Ada kilatan di mata Daisy, dan dia bertanya, “Benarkah? Apa yang dia katakan tidak mewakili pendapat semua orang.”
“Tentu saja tidak. Lagipula, kita tidak seharusnya hidup di mata orang lain. Setiap orang seharusnya unik dan berbeda. Jalani saja hidupmu sendiri.” Susu menyemangatinya dengan berkata, “Jangan berhenti mengejar kebahagiaanmu sendiri karena bajingan itu. Siapa yang tidak pernah bertemu dengan beberapa bajingan?”
Daisy tertawa, “Ya, orang itu memang bajingan. Lalu menurutmu orang seperti apa yang cocok untukku?”

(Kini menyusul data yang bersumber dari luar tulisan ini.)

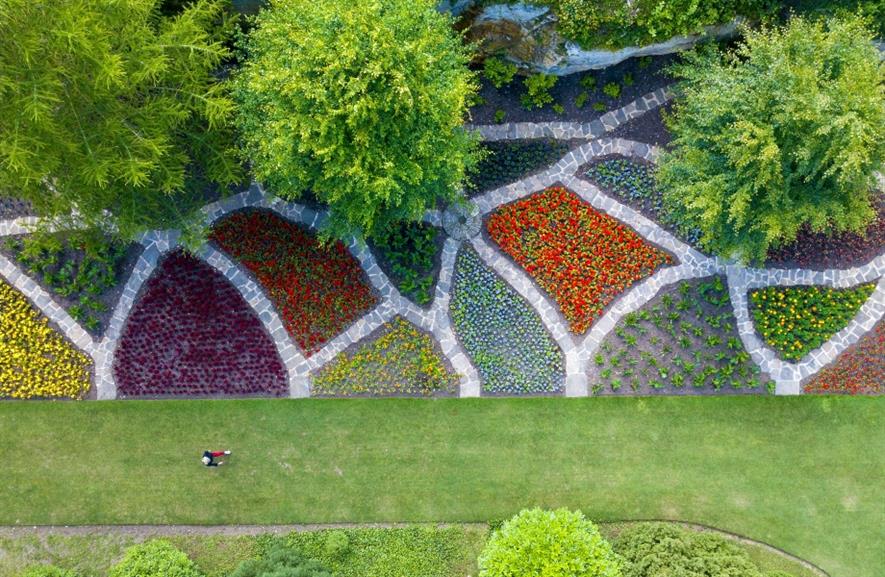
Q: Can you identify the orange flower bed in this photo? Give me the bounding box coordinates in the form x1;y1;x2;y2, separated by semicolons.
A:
488;187;673;334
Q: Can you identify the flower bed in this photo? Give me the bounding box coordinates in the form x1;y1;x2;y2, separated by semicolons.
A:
750;284;876;361
488;187;673;334
450;246;565;394
805;321;885;395
466;139;569;197
0;281;92;399
371;222;445;306
114;252;288;397
313;317;457;396
210;211;377;355
584;156;701;246
588;277;773;395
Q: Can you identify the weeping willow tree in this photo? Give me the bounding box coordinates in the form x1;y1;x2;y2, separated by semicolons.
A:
0;0;242;237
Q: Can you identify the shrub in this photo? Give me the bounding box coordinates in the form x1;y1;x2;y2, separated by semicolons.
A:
479;509;621;577
0;281;92;399
615;523;762;577
750;283;876;361
535;0;772;48
0;0;242;237
483;56;517;88
109;539;201;577
235;0;476;236
658;18;885;261
521;74;557;110
230;544;332;577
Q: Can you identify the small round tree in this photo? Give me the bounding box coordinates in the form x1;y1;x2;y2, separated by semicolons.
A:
479;509;621;577
658;18;885;261
235;0;476;236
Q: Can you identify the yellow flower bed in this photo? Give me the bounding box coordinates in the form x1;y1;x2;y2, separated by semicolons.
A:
0;281;92;399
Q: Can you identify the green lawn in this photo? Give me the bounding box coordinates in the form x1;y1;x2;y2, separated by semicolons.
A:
0;397;885;577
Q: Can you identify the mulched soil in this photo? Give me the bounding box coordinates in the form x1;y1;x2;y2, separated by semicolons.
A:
0;235;144;339
470;55;676;124
609;104;673;147
588;277;769;396
765;193;885;270
0;197;36;220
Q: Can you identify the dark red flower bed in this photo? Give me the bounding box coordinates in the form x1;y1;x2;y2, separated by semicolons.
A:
114;252;288;397
210;211;377;355
767;194;885;269
805;321;885;395
488;187;673;334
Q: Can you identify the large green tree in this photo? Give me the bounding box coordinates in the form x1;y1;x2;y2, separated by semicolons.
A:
0;0;241;236
235;0;476;236
658;18;885;261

Susu melihat bahwa suasana hatinya sedang membaik, dan berkata, “Aku tidak bisa memastikannya. Butuh waktu untuk memahami seseorang. Jangan mengambil keputusan terlalu cepat. Amati lebih banyak dan cobalah untuk lebih akur. Semuanya akan berjalan dengan sendirinya seiring berjalannya waktu.”
Daisy bersenandung, seolah-olah dia telah menemukan sesuatu, dan dia tidak lagi merasakan sakit dan keterikatan, tetapi dia masih berteriak-teriak meminta botol-botol anggur yang telah direbut Susu.
“Kami sudah memesan. Jarang sekali kau minum dengan gembira seperti ini. Mari kita berdua menghabiskannya.”
Su Su memberinya sebotol minuman dengan putus asa dan berkata, “Ini yang terakhir. Jika kamu minum lagi, aku khawatir aku harus menggendongmu pulang.”